Interview with RN/Charge Nurse #1 on 4/24/17 at 9:45 AM, in the CNO's office, confirmed the facility failed to report the incident to applicable authorities.
Interview with the CNO on 4/24/17 at 11:30 PM, in her office, confirmed the allegation of abuse incident was not reported to federal and state agencies and the facility failed to follow applicable laws.
|VIOLATION: PATIENT RIGHTS: PERSONAL PRIVACY||Tag No: A0143|
|Based on review of facility policy, review of facility documentation, and interview, the facility failed to protect the rights of 1patient (#11) of 11 patients reviewed.
The findings included:
Review of facility policy Patient Rights and Responsibilities, dated 4/2013, revealed "...You have the right to private and confidential treatment/personal care, communications..."

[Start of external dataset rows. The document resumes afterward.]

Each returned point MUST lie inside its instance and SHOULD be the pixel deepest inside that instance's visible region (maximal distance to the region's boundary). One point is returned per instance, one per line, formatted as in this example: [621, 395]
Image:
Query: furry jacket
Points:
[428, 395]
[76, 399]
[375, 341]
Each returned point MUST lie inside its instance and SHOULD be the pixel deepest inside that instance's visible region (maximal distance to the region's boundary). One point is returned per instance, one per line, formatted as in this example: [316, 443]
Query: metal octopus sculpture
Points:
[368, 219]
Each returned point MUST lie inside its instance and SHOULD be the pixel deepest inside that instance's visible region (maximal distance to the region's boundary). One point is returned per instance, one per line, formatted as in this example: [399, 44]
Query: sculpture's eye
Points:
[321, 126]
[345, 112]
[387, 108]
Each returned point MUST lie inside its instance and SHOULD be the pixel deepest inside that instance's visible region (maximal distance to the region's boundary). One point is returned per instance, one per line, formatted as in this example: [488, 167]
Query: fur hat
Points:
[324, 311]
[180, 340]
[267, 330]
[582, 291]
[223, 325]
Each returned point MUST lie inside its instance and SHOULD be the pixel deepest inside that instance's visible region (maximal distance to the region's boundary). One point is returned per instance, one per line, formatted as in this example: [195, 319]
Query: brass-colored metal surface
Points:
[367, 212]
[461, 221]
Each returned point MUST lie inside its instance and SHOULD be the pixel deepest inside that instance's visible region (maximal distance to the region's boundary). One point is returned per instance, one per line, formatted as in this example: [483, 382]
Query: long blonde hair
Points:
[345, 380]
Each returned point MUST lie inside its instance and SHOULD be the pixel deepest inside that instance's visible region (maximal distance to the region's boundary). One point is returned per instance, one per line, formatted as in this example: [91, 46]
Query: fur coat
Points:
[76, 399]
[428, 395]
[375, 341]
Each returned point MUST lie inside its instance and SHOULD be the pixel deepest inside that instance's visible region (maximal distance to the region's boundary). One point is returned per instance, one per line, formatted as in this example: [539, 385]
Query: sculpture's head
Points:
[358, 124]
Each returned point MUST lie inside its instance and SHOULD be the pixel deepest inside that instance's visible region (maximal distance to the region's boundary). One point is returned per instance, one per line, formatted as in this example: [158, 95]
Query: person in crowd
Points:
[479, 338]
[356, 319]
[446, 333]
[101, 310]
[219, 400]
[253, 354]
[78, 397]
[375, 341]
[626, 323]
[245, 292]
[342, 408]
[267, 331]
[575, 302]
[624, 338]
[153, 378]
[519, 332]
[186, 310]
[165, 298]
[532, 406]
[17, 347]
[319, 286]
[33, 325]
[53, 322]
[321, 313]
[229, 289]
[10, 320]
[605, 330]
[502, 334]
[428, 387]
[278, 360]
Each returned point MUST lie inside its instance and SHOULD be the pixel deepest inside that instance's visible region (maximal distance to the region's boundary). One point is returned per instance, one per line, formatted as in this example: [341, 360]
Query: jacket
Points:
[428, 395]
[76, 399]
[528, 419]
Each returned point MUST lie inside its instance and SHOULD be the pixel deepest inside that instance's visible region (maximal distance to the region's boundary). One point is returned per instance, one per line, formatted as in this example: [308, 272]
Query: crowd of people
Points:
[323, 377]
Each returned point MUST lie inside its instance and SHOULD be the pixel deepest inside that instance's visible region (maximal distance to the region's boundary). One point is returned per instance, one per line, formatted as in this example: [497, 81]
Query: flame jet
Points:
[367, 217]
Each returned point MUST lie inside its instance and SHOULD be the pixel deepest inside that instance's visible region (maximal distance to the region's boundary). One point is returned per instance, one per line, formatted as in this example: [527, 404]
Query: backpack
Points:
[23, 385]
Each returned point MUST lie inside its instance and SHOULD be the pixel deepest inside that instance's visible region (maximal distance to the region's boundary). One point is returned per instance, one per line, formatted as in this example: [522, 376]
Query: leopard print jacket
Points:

Review of a facility document "Conversations with [named Nurse Aid]" completed by Registered Nurse (RN) #1, not dated, revealed "...Week of August 15 ...allegation that [Nurse Aid #1] had videotaped a patient screaming in the ICU. [Nurse Aide #1] was called in and said she had audio taped it and this was verified by [RN #3]. There was no video..."
Telephone interview with Nurse Aide (NA) #1 on 4/24/17 at 12:05 PM confirmed revealed NA #1 made an audio recording of a confused patient who was screaming.
Interview with RN #1 on 4/24/17 at 9:45 AM, in the CNO's office, revealed NA #2 told her NA #1 recorded a video of a confused patient who was screaming. Continued interview revealed RN #1 interviewed NA #1 and NA #1 admitted to the incident. Further interview confirmed the facility failed to follow facility policy and failed to ensure a patient's right to personal privacy.